Fig. 2. Preclinical benchmarks of efficacy and safety required for a stem cell therapy for the treatment of PD to be considered for a clinical trial.

A first requirement is to be able to generate the cell type of choice (for the treatment of PD, A9 dopaminergic progenitors; top). When considering embryonic or induced pluripotent stem cells, the investigators must ensure that these can reliably generate sufficient numbers of functional dopaminergic progenitors expressing predictive markers of efficacy (middle left). All stem cell sources must demonstrate genetic stability. These can be defined as the absence of major changes in karyotype and the absence of epigenetic and/or point variants that could be implicated in relevant disease or in tumour formation (centre middle).

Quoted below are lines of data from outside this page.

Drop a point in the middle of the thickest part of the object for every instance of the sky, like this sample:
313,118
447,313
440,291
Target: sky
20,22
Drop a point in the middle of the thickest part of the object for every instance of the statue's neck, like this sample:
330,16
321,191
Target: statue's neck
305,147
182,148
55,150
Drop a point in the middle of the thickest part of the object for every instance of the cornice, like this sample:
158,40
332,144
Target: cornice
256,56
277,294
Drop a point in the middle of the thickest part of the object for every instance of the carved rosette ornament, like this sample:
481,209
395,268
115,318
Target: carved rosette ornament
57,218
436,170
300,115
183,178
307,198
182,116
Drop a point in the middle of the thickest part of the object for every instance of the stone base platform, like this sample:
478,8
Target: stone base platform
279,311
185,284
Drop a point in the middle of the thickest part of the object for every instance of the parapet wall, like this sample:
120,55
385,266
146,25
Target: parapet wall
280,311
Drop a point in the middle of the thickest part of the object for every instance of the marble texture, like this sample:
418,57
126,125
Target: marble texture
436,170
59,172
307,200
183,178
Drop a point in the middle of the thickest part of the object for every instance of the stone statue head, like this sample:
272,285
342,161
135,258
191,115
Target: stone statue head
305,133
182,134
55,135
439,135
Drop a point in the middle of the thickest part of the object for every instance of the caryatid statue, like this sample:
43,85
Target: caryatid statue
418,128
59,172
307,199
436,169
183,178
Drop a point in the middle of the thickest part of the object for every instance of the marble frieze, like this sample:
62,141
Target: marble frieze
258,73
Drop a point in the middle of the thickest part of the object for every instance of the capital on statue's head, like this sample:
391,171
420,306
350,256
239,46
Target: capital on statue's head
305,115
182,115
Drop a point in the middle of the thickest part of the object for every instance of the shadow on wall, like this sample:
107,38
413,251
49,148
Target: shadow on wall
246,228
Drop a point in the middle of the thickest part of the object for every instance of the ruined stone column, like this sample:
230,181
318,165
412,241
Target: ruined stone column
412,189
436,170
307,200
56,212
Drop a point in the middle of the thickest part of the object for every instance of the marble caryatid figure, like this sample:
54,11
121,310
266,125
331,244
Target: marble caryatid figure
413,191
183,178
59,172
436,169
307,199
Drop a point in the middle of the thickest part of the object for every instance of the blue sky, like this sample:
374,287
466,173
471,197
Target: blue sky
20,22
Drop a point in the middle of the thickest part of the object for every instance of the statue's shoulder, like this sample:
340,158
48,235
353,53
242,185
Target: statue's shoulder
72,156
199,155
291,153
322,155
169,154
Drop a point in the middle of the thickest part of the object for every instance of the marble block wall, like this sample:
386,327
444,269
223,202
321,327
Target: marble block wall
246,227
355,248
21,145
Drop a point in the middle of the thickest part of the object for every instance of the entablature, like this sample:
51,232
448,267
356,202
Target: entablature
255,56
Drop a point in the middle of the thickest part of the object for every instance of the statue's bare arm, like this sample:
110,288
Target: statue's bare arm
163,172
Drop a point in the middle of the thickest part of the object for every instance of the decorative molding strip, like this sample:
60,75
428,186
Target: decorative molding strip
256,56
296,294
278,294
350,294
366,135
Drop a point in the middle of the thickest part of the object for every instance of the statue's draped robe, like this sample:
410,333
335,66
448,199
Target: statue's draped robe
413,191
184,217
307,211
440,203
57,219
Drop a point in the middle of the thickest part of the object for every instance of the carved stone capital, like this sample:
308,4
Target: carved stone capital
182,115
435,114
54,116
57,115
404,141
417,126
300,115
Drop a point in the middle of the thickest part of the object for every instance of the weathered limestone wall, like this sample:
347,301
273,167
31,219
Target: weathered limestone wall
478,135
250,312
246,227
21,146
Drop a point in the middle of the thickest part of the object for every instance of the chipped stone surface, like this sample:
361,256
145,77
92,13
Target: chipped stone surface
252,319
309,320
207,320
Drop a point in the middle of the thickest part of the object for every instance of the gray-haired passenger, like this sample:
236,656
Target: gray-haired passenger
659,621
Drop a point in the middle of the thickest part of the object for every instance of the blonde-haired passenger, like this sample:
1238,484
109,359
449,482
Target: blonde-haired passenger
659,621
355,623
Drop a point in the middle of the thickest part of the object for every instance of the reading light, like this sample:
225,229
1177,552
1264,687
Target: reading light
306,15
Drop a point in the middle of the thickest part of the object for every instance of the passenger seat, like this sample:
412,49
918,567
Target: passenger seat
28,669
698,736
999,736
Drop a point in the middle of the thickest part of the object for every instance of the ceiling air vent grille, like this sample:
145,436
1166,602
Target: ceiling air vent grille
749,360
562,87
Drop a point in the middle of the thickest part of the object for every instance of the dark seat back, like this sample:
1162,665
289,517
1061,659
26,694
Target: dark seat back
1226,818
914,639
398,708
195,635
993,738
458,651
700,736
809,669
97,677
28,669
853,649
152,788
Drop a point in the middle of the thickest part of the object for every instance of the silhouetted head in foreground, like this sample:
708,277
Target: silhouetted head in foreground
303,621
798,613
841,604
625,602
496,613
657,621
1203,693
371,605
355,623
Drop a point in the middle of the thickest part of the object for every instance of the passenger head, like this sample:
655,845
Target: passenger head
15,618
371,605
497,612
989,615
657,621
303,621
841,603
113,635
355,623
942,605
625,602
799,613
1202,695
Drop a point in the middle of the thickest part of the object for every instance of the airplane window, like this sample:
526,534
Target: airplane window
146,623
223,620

It has been argued that, for induced pluripotent stem cells and parthenogenetic neural stem cells, the incidence of genetic aberrations may be increased owing to the use of lentiviral vectors and to the lack of paternal imprinting, respectively. If a stem cell therapy is to be widely used clinically, the ability to cryopreserve the product is preferable. However, cryopreservation must not have any detrimental impact on the viability, phenotype and/or functional efficacy of the cells, post-thaw. Because of the lack of relevant data, the risk of poor post-thaw survival and the effect of cryopreservation on cell phenotype require further investigation (middle right). At the preclinical-assessment stage, safety in cell grafting should be shown. Of upmost importance is that the grafts do not generate tumours; also, they should not result in any other serious adverse events, such as migration and integration into normal neural circuits. Moreover, the regulatory authorities require biodistribution and toxicity data for the cell product. Furthermore, for a product to be considered a viable clinical option, the grafted cells should be able to reverse motor dysfunction in a chemically lesioned rodent (and possibly in a non-human primate model) of PD, and this clinical benefit should be sustained (bottom). The dashed arrows indicate trade-offs between requirements.